Configure Drush in Your Git Repository
One of the neat features of Drush is it’s configurability. Setting the defaults for various behaviors and command options allows you to build really simplified, specialized workflows. You can create personal settings defaults by dropping a `drushrc.php` file in one of the places Drush will look, such as inside a .drush folder of your home directory.
It turns out this little capability has provided some very simple wins for developers at GoingOn. We pass around our projects and sites as a subdirectory of a Git repository that contains various things, such as documentation, deployment tools, and drush commands. Unfortunately, this slightly irregular practice disconnects Drush from the Drupal site and excludes those drush commands from the standard directories drush scans.
We fix this by making Drush aware of the Git Repo. There is a command-line script you can use to check if you are anywhere in a Git repository. By configuring Drush to check for a Git Repo on every drush bootstrapping, we give Drush a chance to pick up a bonus, repository-specific Drush config file.
Add this snippet to your drushrc.php file:
$output = array();
exec('git rev-parse --show-toplevel 2> /dev/null', $output);
if (!empty($output)) {
$repo = $output[0];
$options['config'] = $repo . '/drush/drushrc.php';
$options['include'] = $repo . '/drush/commands';
$options['alias-path'] = $repo . '/drush/aliases';
}
This script checks the current directory for participation in a git repository. If there is one, it looks at the root of the git repository for a ‘.drushrc.php’ file to provide repo-specific instructions to Drush.

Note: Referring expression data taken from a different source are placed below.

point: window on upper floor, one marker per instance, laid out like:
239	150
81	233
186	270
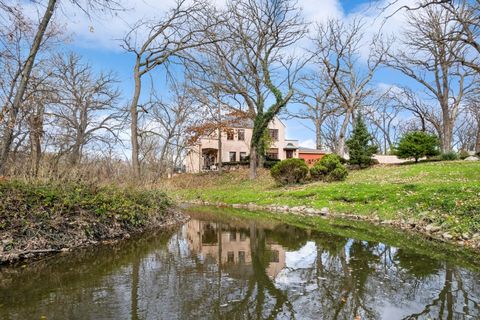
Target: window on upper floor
273	134
241	134
230	134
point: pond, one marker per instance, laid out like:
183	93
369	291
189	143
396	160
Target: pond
223	267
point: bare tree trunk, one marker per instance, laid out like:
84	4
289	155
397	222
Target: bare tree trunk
318	134
477	142
36	130
447	135
342	134
219	150
75	155
253	162
27	69
134	120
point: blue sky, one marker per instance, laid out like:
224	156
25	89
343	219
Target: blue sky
96	39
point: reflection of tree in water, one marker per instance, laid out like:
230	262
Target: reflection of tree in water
346	278
262	299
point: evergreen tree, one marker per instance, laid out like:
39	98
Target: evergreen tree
360	146
417	144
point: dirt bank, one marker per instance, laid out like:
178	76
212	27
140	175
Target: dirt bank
38	219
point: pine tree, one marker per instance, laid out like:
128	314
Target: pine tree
360	146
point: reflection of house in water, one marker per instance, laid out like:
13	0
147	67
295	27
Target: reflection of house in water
232	245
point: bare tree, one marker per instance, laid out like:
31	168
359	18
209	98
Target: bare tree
432	62
465	14
157	43
316	94
20	83
383	115
84	109
165	127
339	46
251	65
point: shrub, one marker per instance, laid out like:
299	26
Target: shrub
449	156
417	144
269	163
289	171
318	171
329	168
330	161
463	154
339	174
360	146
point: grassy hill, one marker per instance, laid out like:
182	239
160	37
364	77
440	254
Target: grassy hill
442	193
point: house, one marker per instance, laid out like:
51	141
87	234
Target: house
310	155
235	146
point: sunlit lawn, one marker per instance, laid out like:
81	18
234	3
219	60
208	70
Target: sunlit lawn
447	193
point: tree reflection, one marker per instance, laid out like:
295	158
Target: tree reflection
246	270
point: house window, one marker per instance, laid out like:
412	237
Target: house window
273	134
230	257
241	135
230	134
241	257
272	154
243	236
275	256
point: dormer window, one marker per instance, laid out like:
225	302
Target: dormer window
273	134
230	134
241	134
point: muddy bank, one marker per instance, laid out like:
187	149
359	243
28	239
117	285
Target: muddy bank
42	219
71	234
424	227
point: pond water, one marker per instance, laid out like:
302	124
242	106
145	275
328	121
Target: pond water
234	268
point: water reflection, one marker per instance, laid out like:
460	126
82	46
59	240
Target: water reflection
243	270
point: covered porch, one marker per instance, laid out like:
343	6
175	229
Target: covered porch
209	159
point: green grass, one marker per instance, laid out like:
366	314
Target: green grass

We use this to configure paths to external resources that can vary by code version, as well as setting the Drupal site root for the Drupal site sihpped with that particular repository.
The last line also seeks out a `scripts/` directory in the repository root, which it will scan recursively for any files ending in `.drush.inc`. This allows us to ship versioned drush commands with each repo instead of documenting a complex individual installation process.
There are many other things you can do with a little poking about in the options for a drushrc file, to learn more start with the drushrc.php example.
Update 7/16/2012: Updated code example to the same provided in Drush docs. You can now leverage this trick outside the root directory of your code repository. Also removed not applicable git context resulting in invalid configuration paths.